Section 10 Factor Analysis

Factor Analysis can be viewed as an extension of Multivariate Regression (determining a mean effect) and Principal Component Analysis (dimension reduction). However it seeks to answer a different question: whether the data is consistent with groups of highly correlated variables being modelled as one by introducing new “common factor” variables (Johnson, Wichern, and others (2014), Section 9.1, page 481).

Below I have reproduced some of the key results for the Orthogonal Factor Model. In keeping with Johnson, Wichern, and others (2014), I do not consider Factor Models with Oblique/non-orthogonal factors.

Analysis

The orthogonal factor model has a similar form to a Multivariate Linear Regression Model. The matrix of loadings $L$ performs the role of the model parameters $\beta$ , the vector $F$ performs the role of the independent/explanatory variables and $\mu$ the role of the intercept term in the design matrix.
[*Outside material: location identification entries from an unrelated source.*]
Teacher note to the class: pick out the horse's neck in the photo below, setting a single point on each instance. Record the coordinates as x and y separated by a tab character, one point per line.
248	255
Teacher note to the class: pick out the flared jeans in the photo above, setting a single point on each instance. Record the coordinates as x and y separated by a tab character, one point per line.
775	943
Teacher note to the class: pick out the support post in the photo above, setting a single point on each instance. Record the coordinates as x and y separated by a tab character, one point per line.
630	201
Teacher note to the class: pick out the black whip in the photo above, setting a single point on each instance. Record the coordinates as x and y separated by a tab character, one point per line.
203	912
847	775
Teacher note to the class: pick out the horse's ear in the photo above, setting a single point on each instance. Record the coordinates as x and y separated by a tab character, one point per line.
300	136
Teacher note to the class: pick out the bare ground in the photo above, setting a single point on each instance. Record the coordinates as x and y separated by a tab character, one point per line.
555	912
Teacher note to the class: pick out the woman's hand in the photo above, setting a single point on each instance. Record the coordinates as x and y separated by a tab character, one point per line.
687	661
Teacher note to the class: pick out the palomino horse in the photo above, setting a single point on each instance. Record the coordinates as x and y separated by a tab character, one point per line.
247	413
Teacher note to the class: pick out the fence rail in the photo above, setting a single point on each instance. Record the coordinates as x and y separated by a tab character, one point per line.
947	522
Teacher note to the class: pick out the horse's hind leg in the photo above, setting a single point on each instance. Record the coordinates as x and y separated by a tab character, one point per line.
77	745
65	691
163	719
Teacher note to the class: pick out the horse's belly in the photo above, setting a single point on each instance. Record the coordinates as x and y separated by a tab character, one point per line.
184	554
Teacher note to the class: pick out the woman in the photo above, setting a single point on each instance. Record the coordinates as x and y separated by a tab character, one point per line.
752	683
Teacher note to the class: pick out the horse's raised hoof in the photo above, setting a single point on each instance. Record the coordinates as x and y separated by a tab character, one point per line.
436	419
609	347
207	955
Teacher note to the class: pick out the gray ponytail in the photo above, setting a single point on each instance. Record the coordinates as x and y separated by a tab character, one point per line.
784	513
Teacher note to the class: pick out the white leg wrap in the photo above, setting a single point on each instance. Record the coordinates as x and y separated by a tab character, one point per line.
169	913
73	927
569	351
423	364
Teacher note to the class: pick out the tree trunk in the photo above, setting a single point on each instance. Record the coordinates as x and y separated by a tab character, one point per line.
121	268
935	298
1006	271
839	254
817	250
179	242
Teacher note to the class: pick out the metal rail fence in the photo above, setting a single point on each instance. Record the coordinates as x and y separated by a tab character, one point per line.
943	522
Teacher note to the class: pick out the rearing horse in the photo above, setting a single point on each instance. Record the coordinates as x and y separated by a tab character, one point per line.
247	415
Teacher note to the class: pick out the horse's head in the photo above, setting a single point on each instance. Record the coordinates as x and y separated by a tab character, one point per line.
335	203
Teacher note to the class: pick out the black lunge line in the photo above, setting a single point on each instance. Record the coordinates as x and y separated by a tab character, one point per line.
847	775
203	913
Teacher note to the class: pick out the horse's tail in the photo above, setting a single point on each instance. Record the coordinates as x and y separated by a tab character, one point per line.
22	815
The key difference is that the “explanatory variables” or “factor scores” $F$ are not directly observable and are treated as a random variable. This change results in additional assumptions being made. Namely that the components of the Factor Scores are have zero expectation and are uncorrelated with the error terms and also between themselves.

(see Johnson, Wichern, and others (2014), Section 9.2, page 483)

Definition 10.1 (Orthogonal Factor Model with m Common Factors) $\underset{(p \times 1)}{X}=\underset{(p \times 1)}{\mu}+\underset{(p \times m)}{L}\underset{(m \times 1)}{F}+\underset{(p \times 1)}{\epsilon}$

where $\mu_{i}$ is the mean of variable i, $\epsilon_{i}$ is the ith specific factor, $F_{j}$ the jth common factor and $l_{ij}$ the loading of ith variable on jth factor.

The unobservable random vectors $F$ and $\epsilon$ are assumed satisfy the following conditions

$F$ and $\epsilon$ are independent
$E(F)=0$
$Cov(F)=I$
$E(\epsilon)=0$
$Cov(\epsilon)=\Psi$

where $\Psi$ is a diagonal matrix

$\square$

Similar to Principal Component Analysis, in factor analysis we choose the number of Factor score components $m$ to be less than the dimensions of our observable Random Vector $p$ . In doing so, we attempt to approximate the $p(p+1)/2$ components of the Covariance matrix with only the $pm$ components of $L$ plus the $p$ diagonal componetns of $\Psi$ . The result shown in proposition 10.1 holds exactly only when $m=p$ under the Orthogonal Factor Model:

(see Johnson, Wichern, and others (2014), Section 9.2, page 484)

Proposition 10.1 (Covariance Structure for the Orthogonal Factor Model)

$\begin{align} Var(X_{i})&=l_{i1}^2+....+l_{im}^2+\psi_{i}\\ Cov(X_{i},X_{k})&=l_{i1}l_{k1}+....+l_{im}l_{im}\\ Cov(X_{i},F_{j})&=l_{ij} \end{align}$

$\square$

It turns out that Factor Loadings are only unique up to an orthogonal rotation. The purpose of such a rotation is often to improve the interpretation of the Factors:

(see Johnson, Wichern, and others (2014), Section 9.2, page 487)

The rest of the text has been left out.